“We had to let our characters shine through”

“To Catch a Fish” director Ron OJ Parson (from left) and playwright Brett Neveu, with investigative journalist John Diedrich in Milwaukee.
In a recent conversation with co-dramaturg Tanya Palmer (TP), playwright Brett Neveu (BN) describes the writing and research process for To Catch a Fish, developed through TimeLine’s Playwrights Collective.

TP: When you joined the Playwrights Collective, did you come to the group with a specific project in mind?

BN: Ben Thiem (TimeLine’s Literary Manager) asked us to give him three things that we were interested in writing about that would match TimeLine’s mission statement. When I talked about the article in the Milwaukee Journal Sentinel about the ATF operation and Chauncey Wright’s arrest, Ben said, I think this is the one you should pursue.

I began reading about it more, and it seemed like such an injustice. The kind of people I like to write about are a part of this story, people who are affected by big decisions, made by people far away in the halls of power who are affecting people’s daily lives. Disrupting them entirely and taking them off course and maybe ruining people’s lives, in some cases. This was one of those stories.

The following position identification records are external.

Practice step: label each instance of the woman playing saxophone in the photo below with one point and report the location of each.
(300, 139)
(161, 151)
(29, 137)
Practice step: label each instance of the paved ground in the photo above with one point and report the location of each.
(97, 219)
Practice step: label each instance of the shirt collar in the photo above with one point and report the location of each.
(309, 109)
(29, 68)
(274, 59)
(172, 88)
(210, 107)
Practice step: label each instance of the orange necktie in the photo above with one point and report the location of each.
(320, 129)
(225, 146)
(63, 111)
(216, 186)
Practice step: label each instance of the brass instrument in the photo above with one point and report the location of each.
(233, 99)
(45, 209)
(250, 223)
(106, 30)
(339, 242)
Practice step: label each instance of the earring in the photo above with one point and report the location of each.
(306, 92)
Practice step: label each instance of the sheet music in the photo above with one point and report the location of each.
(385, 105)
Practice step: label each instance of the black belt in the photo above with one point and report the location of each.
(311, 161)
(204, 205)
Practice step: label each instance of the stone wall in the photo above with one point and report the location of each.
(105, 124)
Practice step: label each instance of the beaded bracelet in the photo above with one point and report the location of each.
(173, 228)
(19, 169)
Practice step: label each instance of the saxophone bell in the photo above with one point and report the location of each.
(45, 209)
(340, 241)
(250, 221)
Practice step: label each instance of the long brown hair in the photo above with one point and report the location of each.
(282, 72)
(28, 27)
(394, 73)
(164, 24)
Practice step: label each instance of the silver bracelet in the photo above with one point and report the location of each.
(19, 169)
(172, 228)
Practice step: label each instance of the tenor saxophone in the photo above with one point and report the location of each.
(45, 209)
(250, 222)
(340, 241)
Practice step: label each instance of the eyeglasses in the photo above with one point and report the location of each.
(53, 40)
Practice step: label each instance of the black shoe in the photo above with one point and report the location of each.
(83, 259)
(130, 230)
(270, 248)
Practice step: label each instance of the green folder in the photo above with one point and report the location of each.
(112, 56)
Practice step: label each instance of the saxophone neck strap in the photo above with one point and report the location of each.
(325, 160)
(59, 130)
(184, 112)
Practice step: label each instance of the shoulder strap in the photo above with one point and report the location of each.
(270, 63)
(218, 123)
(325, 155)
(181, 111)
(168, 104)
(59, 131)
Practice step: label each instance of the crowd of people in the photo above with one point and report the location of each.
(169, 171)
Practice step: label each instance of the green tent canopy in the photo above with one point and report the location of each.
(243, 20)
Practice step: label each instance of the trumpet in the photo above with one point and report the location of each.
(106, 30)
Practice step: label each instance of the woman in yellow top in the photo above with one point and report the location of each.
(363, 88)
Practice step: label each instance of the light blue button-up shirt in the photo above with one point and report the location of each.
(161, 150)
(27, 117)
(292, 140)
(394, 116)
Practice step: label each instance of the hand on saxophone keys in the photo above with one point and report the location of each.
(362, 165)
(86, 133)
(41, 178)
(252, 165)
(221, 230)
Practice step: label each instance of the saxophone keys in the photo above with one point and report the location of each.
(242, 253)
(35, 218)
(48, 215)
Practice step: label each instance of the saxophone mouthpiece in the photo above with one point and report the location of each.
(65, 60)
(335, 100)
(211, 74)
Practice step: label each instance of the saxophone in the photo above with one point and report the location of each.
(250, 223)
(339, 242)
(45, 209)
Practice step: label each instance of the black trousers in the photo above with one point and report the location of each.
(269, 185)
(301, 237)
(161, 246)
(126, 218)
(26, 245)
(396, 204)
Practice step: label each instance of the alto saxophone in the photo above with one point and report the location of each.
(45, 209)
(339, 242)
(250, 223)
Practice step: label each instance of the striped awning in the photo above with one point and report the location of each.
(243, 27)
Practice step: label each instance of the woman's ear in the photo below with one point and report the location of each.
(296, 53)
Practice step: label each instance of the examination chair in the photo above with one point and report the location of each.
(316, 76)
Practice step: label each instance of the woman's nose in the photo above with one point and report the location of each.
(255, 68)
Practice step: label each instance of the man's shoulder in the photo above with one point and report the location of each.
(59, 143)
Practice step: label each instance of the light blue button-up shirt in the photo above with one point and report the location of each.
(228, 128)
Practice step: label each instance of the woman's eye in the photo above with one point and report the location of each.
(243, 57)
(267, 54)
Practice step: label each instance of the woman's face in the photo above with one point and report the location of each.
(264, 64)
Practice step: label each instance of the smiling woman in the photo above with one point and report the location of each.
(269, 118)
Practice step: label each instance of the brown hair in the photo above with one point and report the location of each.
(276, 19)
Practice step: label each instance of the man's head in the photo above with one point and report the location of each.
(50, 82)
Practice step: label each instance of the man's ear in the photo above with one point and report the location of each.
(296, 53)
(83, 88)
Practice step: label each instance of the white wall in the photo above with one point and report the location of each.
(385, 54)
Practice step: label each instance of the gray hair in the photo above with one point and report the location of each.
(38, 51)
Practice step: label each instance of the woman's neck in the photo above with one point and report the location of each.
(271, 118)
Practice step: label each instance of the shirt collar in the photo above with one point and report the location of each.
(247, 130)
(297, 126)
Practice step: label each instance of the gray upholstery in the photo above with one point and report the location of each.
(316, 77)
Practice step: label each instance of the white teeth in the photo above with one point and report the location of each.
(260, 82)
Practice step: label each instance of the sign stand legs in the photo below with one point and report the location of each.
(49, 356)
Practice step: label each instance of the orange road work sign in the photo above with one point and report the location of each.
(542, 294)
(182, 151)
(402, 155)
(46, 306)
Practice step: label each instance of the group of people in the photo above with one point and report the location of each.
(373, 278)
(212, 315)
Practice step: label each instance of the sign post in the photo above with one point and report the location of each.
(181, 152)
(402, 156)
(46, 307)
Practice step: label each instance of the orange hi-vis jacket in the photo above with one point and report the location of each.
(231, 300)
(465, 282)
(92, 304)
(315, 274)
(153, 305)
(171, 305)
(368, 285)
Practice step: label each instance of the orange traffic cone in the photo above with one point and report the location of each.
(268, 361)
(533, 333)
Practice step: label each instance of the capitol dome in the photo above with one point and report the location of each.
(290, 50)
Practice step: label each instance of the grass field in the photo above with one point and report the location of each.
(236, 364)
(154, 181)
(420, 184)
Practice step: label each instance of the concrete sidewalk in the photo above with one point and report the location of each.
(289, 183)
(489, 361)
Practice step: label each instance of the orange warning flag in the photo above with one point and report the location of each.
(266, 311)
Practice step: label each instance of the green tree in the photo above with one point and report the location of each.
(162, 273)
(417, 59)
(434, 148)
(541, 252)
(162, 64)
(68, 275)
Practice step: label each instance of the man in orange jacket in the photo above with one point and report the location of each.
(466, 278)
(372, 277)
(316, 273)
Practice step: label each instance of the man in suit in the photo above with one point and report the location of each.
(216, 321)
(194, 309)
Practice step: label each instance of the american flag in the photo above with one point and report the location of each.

TP: Once Ben and TimeLine said yes to the idea, what did you do from there?

BN: Ben asked us if there was anything TimeLine could do to help with the research process. I immediately thought of the authors of the article. So he contacted John [Diedrich] and Raquel [Rutledge] and they came into one of our Collective meetings and we interviewed them about the story. Later, I drove up to Milwaukee and they drove me around to the locations in the article. I met Chauncey, his lawyer, and some of his family members. That helped immensely and I think it shows in the script. The cadences of speech, the world that these people embody, are living more clearly because I saw it.

TP: After you’d finished a draft, TimeLine supported a couple of workshops as well. How did the play evolve during that process?

BN: I didn’t want the play to be about the ATF—I wanted it to be about Chauncey and his family. It has to be about the effect of the con, not the con itself. So I needed to move the ATF into the background. That happens a lot when you are working from true events—the thing that draws you in first is the story, and the characters are just the people in the story. We had to push [the ATF] plot to the back and let our characters shine through. I’m most interested in Terry, the character based on Chauncey Wright. He’s at the center of this wheel, that’s turning and turning and turning.

TP: What do you hope the audience walks away with after experiencing this story?

BN: I want them to walk away with the belief after all of this that love may triumph. That maybe there’s a light there for everyone, that with all of the bad that gets piled on us, all of the things that feel out of our control, we can make the choice to love.

A lot of my plays are a little cynical, but I feel like I’m turning a bit of a corner with this one. There’s some sort of release that gets them to maybe find a way to triumph.

An edited version of this interview was published in the “To Catch a Fish” Backstory.